Scientific advances in understanding the “addiction circuitry” of the brain may lead to effective treatment for obesity using deep brain stimulation (DBS), according to a review article in the August issue of Neurosurgery, official journal of the Congress of Neurological Surgeons.
Electrical brain stimulation targeting the “dysregulated reward circuitry” could make DBS—already an accepted treatment for Parkinson’s disease—a new option for the difficult-to-treat problem of obesity. Dr. Alexander Taghva of Ohio State University and University of Southern California was lead author of the new review.

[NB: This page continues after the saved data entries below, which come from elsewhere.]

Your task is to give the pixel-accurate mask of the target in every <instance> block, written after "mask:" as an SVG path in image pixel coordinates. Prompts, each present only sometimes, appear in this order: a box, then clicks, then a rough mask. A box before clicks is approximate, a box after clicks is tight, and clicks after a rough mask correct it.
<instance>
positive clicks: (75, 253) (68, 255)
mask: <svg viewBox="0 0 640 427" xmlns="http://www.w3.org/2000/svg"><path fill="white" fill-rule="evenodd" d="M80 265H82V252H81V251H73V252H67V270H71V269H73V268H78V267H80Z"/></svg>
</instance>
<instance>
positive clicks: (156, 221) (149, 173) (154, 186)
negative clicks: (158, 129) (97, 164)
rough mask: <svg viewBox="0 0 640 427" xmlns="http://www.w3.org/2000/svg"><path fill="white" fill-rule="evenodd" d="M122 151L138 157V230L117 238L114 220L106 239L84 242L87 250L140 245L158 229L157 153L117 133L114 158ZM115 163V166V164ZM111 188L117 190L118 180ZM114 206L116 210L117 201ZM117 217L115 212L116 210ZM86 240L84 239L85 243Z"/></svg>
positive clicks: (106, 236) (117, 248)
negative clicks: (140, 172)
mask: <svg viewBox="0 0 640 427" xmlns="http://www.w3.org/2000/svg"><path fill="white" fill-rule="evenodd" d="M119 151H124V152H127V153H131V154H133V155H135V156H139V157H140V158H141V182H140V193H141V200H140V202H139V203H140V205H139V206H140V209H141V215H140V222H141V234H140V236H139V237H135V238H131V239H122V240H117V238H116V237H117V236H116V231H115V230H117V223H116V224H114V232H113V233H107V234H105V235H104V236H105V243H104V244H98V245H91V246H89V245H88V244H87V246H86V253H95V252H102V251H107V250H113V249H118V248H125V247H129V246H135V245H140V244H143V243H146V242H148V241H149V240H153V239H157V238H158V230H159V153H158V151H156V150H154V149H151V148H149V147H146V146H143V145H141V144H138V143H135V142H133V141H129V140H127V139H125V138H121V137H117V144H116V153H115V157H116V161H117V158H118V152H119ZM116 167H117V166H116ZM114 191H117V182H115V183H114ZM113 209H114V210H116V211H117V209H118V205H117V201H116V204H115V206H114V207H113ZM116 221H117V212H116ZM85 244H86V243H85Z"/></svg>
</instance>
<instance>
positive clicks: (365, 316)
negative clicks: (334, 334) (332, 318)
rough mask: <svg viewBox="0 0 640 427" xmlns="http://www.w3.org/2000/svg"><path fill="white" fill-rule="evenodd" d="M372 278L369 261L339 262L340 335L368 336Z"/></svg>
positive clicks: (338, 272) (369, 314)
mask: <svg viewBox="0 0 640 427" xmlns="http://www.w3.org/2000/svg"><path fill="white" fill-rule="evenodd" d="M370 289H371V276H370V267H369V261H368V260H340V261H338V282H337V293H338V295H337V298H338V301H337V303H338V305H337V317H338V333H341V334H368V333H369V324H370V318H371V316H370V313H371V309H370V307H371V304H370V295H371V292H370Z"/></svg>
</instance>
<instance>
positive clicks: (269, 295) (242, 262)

New Insights into ‘Reward Circuitry’
Obesity is a major public health problem that is notoriously difficult to treat. Although various approaches can promote weight loss, patients typically gain weight soon after the end of treatment. Drug options have shown limited success, with several products removed from the market because of serious adverse effects. Bariatric surgery is effective in many cases of obesity but has a significant failure rate and is associated with side effects.
Drug treatments for obesity have targeted the homeostatic (self-regulating) mechanism regulating appetite and body weight. The homeostatic mechanism is thought to involve the “feeding center” in the hypothalamus, which produces hormones (such as leptin and insulin) that affect feeding behavior.
Initial experiments exploring DBS as a treatment for obesity have targeted the hypothalamus. However—as with drug options focusing on the homeostatic mechanisms—success has been limited.
Possible Role of DBS for Obesity
More recent studies have explored a different mechanism: specifically, the “reward circuitry,” of the brain. Research has suggested that obesity is associated with a “relative imbalance” of the reward circuitry. Studies show that obese subjects—like those with addictive behaviors—are more impulsive and less able to delay gratification. The reward circuitry is intimately interconnected with the homeostatic mechanisms.
Together, these studies raise the possibility of new DBS approaches to the treatment of obesity. In DBS, a small electrode is surgically placed in a precise location in the brain. A mild electrical current is delivered to stimulate that area of the brain, with the goal of interrupting abnormal activity. Deep brain stimulation has become a standard and effective treatment for movement disorders such as Parkinson’s disease.
Just as stimulation of the brain areas responsible for abnormal movement helps “turn off” tremors in patients with Parkinson’s disease, stimulation of the areas involved in dysregulated reward circuitry might be able to “turn off” abnormal feeding behaviors in obese patients. The authors outline evidence implicating several different brain areas involved in the brain’s reward circuitry—particularly the “frontostriatal circuitry”—which could be useful targets for DBS.
Previous reports in individual patients have suggested that DBS performed for other reasons—particularly severe obsessive-compulsive disorder—have unexpectedly had unpredicted beneficial effects on addictive behaviors like smoking and overeating. Dr. Taghva and colleagues hope their review will open the way to further exploration of DBS as part of new and effective strategies for the treatment of obesity, perhaps in combination with therapies targeting the homeostatic mechanism.